Conservation pays off

In the early 1900s nobody would have bet much on the survival of the antelope, one of the continent's most prized trophies. Meat hunters did their dirty work, and by 1924 the total population of all antelope in the U.S. was estimated at only 26,000, with perhaps 5,000 more scattered in Mexico and Canada. But then the conservationists moved in, and they did such a good job that this year Montana alone has issued permits to take 32,310 antelope. Pronghorn hunting will also be good to excellent in Arizona, Colorado, Idaho, New Mexico, North Dakota, Utah and Wyoming. Antelope populations in Texas and Nebraska are at a peak. South Dakota predicts fine hunting again this year after deliberately reducing its herds from 28,000 to 26,000 in 1961.

Mountain sheep this year will be just as elusive as ever, but there are more of them, and the hunter who is willing to climb a mountain or two may find that his luck has changed at last. Colorado, Montana and Wyoming promise better than average sheep hunting, and Arizona and Idaho predict excellent chances for success. Dall sheep continue to do well in Alaska with the best hunting in the Brooks and Alaska ranges. Barbary sheep populations in New Mexico exceed 3,000 this year, all from an original nucleus of 10 transplanted from North Africa only a decade ago. The animals are doing so well that the state is issuing 400 permits this season and suggests best hunting along the Canadian River.

Mountain goats are almost as difficult to stalk as sheep and almost as highly prized by hunters. There are open seasons this year in four states (Alaska, Montana, Idaho and Washington), and the outlook in all is good to excellent. Montana, Idaho, Wyoming and Utah (which also has a resident open season on bison) offer limited hunting of moose with surprisingly optimistic forecasts, but the real mecca for moose hunters is Alaska. From now until winter freeze-ups make hunting impossible, moose will be abundant in every part of the state, and record-class heads seem to be the rule.

Plentiful caribou

In fact, hunting for all big game species in Alaska has rarely been better. Caribou arc so plentiful that hunters can drive up to herds of 80,000 in central Alaska, or, if they want to fly, they can take their pick of another 300,000 farther north.

Giant brown bears, synonymous with Alaska as far as many hunters are concerned, offer exceptionally good hunting this season on the Alaska peninsula, Kodiak Island and throughout the southeastern part of the state. Plane surveys indicate that polar bear numbers are up in the Arctic, but hunters will have to wait until winter ice breaks up next spring. There are no grizzly bears in Alaska, at least according to some authorities, but for some reason the grizzlies haven't yet got the word and hunting prospects are excellent in the 49th state. Nongrizzly hunting is inland, and some of the best is in the Rainy Pass area.
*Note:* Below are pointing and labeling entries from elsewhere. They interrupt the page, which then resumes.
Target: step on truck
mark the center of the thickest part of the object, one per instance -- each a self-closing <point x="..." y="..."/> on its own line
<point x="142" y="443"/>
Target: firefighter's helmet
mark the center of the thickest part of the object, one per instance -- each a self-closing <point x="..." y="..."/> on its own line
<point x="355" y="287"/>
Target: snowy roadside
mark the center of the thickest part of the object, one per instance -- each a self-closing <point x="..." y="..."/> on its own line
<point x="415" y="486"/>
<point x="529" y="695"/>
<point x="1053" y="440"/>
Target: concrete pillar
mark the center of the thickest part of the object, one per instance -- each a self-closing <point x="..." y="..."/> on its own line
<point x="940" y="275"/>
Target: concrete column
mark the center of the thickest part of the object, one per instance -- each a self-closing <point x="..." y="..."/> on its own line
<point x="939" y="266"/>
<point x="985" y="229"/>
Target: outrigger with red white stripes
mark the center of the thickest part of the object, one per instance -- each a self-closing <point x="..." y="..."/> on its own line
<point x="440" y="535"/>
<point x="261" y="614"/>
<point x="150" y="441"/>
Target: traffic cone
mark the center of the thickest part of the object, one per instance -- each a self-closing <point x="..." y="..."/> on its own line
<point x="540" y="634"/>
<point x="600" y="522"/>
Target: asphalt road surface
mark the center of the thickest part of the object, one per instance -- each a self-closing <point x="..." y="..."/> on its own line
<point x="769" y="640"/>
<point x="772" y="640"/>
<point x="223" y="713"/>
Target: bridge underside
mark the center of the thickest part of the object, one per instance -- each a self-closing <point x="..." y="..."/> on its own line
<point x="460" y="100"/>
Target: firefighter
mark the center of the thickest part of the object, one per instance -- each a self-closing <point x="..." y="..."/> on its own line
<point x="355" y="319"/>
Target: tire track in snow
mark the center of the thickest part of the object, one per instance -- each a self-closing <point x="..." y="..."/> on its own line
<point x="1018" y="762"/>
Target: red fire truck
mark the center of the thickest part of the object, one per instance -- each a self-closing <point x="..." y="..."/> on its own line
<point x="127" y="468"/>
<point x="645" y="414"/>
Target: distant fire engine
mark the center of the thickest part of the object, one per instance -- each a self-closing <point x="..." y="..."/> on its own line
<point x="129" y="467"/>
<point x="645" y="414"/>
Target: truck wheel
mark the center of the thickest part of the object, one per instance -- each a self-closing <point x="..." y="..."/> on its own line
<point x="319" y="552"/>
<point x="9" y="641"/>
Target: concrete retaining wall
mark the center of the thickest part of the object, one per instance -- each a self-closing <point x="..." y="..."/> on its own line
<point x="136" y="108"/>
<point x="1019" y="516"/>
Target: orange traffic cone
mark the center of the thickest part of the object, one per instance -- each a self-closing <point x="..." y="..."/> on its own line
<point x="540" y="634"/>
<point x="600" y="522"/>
Wyoming's and Montana's modest grizzly populations are about the same as last year, with hunting only fair by Alaskan standards. Black bears, on the other hand, are in excellent supply across the U.S., with good hunting in the northern states and in Florida and Georgia. Most of the black bears taken this year will be bonuses. Hunters don't usually go out specifically for blacks, but they sometimes happen upon them while hunting other game. With 17 different kinds of big game to lure sportsmen into the field this fall, black bears have good reason to be nervous.